Hacker News new | ask | show | jobs
by tjlingham 1384 days ago
Great question! I'll try my best to explain, though it's late and I may ramble – apologies in advance.

(You said you understand this bit but I'll put it here too just incase someone else could benefit). By modelling "the architecture", I'm referring to the architecture or the design of the system where work is happening. Think, for example, whether it's a system composed of many small components (modules, micro-services, micro-frontends, mono-repo), or a single large application (more traditional monolith).

By modelling "work" I mean: how do you distribute the work and the ownership of that work to teams. You can't easily have teams that share ownership, because if everyone is responsible then no one is. And you need to ensure responsibility for work is clear. For example, what are the outcomes you need from the other team building out that new API? Does your team also integrate code into those services that the other team are building? Probably not, but for some it isn't always clear. And if it's fundamentally required, how can you have many teams effectively contributing code to a single service without stepping on each other's toes and dilluting the concept of ownership?

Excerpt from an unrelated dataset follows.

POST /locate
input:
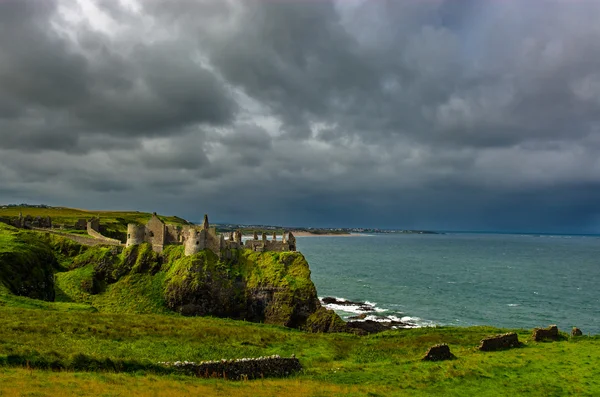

By "communications of the team(s)" I mean to say that you need to influence how teams communicate. In a perfect world, all teams would be perfectly autonomous and never need to have the overhead of talking to or depending on another team to deliver work. In reality, teams need to communicate but there are different models to facilitate this (self service systems, service oriented software design, documentation, etc.). Organic collaboration can be harmful as companies grow beyond certain limits if not kept in check. The book Team Topologies by Matthew Skelton is a deep dive on this topic if you find that interesting.

I hope that answers your question.

1 comments

Thank you. A quibble: "model" may not be the best choice of verb here (it's what threw me off). I think "have well understood processes in place" is what you're trying to communicate, which is both "model" and "adhere".
Thank you – I think of "model" as meaning the way I think about, reason, and communicate an idea. But I completely see how that usage is not idiomatic. I appreciate the feedback.